En rappel, la première conférence de presse pour annoncer l’événement a eu lieu le 12 novembre 2007. Hier c’était le Jour J-5 et les journalistes ont été de nouveau conviés pour un « briefing » sur l’état des préparatifs et le contenu du programme. Le principal animateur était le colonel Brice Bayala, vice-président du comité national d’organisation. A l’écouter, les préparatifs vont bon train et le comité d’organisation maîtrise toujours les prévisions budgétaires du projet des festivités, qui est 500 millions de francs CFA.

L’embellissement des sites se poursuit, même si les organisateurs ne ressentent pas l’effectivité de la demande faite aux services riverains des lieux de la parade d’embellir leur zone. Les riverains rechignent à mettre une couche de peinture. « Il n’y a que les activités d’embellissement et de pavoisement du comité d’organisation et de la mairie qui sont visibles », a regretté le président du comité national d’organisation.

Un intervenant a tiré la sonnette d’alarme sur un éventuel débordement le jour de la parade. Il a surtout fondé son inquiétude sur les troubles qui ont déjà commencé dans certains établissements scolaires de la ville et qui pourraient être dus à la proximité du 11-Décembre avec le 13 du même mois, qui consacre la date anniversaire de la mort du journaliste Norbert Zongo. Avec le responsable de la commission « Sécurité », le colonel Brice Bayala a assuré les uns et les autres que tout est mis en œuvre pour qu’il n’y ait aucun accroc le jour de la parade.

Les entraînements, qui ont débuté lundi dernier et qui préparent le grand défilé du matin du 11 décembre 2007, n’ont pas été sans désagrément pour les usagers de la circulation, particulièrement pour ceux logeant ou travaillant à l’est de la ville. On imagine donc bien que cette question était tout aussi prévisible que les autres posées aux organisateurs.

La main sur le cœur, le président du comité d’organisation a demandé les excuses et la compréhension de la population en justifiant : « Vous savez, cela fait 27 ans que nous n’avons pas organisé une telle fête. Avec le temps, nous nous améliorerons pour déranger le moins les usagers. Du reste, les populations auront remarqué que nous avons allégé le dispositif ».

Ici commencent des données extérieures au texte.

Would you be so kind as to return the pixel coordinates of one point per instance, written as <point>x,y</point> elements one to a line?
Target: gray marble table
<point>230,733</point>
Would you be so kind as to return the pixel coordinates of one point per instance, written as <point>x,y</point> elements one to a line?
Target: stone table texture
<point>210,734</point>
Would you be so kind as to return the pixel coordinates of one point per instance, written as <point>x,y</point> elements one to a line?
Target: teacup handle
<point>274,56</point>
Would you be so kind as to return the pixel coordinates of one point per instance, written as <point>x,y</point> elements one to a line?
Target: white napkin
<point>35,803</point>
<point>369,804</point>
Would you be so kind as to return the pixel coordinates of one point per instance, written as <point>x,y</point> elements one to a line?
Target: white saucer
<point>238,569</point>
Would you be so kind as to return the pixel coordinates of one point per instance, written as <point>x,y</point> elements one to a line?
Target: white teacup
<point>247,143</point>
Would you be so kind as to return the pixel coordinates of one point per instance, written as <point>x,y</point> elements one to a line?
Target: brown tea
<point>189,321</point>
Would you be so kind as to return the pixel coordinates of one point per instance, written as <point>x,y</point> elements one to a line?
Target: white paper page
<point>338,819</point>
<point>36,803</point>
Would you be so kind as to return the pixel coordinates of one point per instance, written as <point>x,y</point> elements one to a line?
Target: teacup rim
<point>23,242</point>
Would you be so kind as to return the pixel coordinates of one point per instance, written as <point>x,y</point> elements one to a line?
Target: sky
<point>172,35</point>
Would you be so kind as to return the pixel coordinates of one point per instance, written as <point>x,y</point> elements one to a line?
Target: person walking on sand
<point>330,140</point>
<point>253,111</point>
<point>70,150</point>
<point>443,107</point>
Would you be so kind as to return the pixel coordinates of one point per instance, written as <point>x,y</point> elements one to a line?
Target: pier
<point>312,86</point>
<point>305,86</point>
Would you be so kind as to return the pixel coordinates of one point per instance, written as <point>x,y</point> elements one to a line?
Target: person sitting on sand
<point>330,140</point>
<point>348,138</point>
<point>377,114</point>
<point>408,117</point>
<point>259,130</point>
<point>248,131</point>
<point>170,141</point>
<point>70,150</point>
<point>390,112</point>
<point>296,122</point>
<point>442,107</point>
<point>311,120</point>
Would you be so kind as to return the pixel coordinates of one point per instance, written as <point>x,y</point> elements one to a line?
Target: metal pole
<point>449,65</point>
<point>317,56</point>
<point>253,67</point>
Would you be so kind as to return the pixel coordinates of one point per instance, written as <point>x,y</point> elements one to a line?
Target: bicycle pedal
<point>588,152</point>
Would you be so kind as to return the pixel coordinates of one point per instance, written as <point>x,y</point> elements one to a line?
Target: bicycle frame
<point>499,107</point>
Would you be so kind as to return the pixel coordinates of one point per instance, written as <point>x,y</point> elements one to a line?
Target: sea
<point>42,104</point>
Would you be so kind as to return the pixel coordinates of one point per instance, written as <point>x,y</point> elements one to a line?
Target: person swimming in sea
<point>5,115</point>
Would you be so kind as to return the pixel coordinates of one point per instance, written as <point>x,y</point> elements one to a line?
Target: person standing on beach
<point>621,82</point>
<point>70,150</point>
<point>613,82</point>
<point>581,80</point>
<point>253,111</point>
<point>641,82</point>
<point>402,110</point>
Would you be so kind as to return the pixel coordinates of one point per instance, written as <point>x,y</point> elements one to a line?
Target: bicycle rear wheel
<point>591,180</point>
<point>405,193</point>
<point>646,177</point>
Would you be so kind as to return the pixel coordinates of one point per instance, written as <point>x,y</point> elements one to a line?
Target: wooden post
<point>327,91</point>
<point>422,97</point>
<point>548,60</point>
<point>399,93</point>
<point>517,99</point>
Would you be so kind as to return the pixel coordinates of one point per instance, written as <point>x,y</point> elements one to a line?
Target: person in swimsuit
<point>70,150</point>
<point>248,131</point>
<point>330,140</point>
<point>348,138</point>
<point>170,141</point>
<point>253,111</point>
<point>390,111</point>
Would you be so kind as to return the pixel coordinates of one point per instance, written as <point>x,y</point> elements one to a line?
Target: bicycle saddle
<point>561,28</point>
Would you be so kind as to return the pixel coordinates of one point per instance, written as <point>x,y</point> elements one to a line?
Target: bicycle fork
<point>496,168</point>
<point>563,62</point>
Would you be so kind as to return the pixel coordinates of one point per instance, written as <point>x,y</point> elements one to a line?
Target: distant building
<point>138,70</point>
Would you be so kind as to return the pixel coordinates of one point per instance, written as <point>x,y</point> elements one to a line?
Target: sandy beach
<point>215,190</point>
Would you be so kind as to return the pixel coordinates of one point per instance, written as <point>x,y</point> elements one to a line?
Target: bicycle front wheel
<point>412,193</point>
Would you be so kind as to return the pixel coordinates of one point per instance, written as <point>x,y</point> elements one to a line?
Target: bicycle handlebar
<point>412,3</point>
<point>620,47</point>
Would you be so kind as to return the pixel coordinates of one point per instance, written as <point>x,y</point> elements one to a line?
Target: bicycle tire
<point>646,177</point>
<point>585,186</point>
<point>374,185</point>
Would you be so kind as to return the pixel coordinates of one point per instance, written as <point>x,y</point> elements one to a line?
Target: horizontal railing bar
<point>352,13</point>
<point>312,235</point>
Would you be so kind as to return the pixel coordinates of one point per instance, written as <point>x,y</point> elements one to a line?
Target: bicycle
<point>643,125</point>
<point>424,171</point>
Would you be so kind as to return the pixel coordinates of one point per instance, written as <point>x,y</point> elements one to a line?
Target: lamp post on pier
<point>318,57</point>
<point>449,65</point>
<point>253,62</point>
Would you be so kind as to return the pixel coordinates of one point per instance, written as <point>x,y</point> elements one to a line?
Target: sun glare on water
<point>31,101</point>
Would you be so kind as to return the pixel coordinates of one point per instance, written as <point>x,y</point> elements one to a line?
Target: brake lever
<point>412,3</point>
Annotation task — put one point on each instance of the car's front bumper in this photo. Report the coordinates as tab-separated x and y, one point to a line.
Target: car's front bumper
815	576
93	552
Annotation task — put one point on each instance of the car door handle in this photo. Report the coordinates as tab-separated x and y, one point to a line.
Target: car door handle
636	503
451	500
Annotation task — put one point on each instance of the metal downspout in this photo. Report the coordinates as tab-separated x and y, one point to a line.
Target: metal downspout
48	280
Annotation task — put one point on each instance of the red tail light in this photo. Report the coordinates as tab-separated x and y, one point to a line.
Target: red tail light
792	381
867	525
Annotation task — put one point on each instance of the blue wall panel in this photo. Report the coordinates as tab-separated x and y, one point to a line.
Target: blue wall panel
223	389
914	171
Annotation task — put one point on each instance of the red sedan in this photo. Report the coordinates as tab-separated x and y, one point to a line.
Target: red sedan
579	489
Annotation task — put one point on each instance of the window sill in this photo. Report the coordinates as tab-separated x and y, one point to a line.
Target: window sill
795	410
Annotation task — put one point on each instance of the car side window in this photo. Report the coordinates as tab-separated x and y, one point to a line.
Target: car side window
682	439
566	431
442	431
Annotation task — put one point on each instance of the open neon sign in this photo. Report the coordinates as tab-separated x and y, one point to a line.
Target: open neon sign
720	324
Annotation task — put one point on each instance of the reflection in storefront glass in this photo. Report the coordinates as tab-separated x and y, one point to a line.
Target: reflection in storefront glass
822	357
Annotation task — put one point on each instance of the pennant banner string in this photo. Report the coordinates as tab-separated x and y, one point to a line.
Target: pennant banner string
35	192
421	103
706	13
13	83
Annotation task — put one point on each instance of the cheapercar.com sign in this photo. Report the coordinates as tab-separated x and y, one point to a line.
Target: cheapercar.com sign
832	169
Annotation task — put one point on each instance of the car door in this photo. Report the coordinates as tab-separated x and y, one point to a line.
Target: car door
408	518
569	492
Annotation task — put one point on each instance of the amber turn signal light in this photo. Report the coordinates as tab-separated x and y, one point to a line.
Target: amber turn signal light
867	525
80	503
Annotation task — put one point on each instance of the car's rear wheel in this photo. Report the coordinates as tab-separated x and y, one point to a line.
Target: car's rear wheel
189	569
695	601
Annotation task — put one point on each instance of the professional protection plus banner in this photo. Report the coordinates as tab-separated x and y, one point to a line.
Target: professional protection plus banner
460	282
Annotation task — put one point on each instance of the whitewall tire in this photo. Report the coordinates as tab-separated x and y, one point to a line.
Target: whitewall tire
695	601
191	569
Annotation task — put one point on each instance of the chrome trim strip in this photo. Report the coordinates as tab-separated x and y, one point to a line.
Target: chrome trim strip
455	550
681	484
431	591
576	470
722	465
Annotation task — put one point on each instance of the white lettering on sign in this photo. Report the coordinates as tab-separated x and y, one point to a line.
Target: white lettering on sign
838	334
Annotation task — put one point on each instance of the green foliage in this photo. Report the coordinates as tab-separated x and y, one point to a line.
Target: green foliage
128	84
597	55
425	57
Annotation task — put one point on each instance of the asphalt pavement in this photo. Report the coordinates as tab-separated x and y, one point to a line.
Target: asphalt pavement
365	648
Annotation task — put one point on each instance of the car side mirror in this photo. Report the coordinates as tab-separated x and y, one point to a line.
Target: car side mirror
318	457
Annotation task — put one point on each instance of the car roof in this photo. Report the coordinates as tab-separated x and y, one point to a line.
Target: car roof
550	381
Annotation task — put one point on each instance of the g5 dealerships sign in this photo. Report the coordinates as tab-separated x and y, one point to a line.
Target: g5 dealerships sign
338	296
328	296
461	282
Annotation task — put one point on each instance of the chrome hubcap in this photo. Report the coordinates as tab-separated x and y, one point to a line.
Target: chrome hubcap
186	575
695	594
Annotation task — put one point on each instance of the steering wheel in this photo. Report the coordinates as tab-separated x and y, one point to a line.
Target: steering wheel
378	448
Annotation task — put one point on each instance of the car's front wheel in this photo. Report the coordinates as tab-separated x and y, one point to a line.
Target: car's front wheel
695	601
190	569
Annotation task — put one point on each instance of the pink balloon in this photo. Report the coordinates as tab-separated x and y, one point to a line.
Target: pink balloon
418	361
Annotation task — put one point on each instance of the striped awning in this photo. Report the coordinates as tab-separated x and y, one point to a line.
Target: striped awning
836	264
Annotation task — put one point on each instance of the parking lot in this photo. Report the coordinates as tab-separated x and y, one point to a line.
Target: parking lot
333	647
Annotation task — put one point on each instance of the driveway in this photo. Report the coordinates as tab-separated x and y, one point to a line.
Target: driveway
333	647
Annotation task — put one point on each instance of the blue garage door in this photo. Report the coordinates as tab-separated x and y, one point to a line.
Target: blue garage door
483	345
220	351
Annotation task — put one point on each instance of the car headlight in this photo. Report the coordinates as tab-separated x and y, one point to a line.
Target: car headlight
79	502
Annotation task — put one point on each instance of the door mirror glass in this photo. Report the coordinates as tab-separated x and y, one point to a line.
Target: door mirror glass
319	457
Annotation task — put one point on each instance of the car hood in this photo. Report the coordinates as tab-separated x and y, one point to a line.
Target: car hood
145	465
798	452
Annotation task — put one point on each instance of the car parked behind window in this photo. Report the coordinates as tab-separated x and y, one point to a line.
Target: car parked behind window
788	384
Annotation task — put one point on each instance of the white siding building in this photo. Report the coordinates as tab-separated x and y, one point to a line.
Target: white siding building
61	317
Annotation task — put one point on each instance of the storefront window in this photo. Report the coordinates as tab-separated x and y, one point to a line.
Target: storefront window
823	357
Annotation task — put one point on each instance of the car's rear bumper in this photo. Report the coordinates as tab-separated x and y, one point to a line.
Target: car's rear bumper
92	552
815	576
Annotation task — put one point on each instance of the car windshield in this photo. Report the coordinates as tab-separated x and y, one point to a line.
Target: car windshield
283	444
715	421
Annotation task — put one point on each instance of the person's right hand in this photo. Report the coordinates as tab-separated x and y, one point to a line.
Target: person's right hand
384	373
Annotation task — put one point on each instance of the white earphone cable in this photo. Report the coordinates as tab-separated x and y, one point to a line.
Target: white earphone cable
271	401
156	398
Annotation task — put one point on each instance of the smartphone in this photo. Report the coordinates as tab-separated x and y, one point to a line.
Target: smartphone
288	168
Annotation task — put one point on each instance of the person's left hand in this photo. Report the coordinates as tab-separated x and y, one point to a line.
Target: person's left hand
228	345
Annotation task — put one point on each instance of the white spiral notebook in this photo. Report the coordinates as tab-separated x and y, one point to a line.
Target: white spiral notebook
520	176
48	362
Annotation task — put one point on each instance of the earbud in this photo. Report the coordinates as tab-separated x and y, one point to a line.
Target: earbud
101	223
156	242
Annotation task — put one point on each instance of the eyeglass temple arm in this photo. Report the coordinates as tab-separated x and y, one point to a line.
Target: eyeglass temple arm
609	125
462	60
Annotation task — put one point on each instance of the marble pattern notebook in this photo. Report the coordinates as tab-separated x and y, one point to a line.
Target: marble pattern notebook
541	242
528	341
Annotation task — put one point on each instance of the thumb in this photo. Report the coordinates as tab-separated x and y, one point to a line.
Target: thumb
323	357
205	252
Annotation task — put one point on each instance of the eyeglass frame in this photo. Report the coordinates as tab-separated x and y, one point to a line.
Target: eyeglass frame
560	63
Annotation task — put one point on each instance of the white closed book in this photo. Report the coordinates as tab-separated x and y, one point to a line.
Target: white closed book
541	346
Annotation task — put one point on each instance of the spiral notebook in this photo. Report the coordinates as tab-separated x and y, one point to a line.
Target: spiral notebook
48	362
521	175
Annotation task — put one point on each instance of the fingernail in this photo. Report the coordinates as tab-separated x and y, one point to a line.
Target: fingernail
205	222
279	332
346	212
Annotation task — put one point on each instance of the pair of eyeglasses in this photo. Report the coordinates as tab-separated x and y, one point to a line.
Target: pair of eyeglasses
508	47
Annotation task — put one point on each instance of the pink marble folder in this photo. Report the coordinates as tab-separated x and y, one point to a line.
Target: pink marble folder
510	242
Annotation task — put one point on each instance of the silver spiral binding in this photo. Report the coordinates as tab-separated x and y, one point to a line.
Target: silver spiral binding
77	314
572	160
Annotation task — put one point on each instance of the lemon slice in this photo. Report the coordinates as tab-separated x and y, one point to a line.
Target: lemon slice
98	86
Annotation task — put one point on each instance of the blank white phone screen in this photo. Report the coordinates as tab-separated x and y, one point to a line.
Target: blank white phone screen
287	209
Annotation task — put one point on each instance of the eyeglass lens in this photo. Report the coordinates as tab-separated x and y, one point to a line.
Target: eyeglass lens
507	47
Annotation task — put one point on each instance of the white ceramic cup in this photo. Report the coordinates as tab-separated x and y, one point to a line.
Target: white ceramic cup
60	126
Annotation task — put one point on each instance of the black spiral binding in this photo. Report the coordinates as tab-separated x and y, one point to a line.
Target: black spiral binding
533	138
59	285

Selon les organisateurs, la parade va mobiliser 7000 participants (civils et militaires nationaux et étrangers). Alors, une question toute somme légitime est celle-ci : comment va-t-on entretenir ces participants ? Réponse du principal orateur du jour qui a promis : il leur sera offert des rafraîchissements. Ils seront habillés et soignés sur place si nécessaire.

Mais il n’y aura point de perdiems. « D’ailleurs, ce n’est pas ce qui doit motiver les citoyens à défiler. C’est l’amour pour son pays et le patriotisme qui doivent prévaloir. En tout cas, quand nous étions enfants, c’était une joie et une fierté que de faire partie de ceux qui marchent au pas pendant le 11-Décembre ».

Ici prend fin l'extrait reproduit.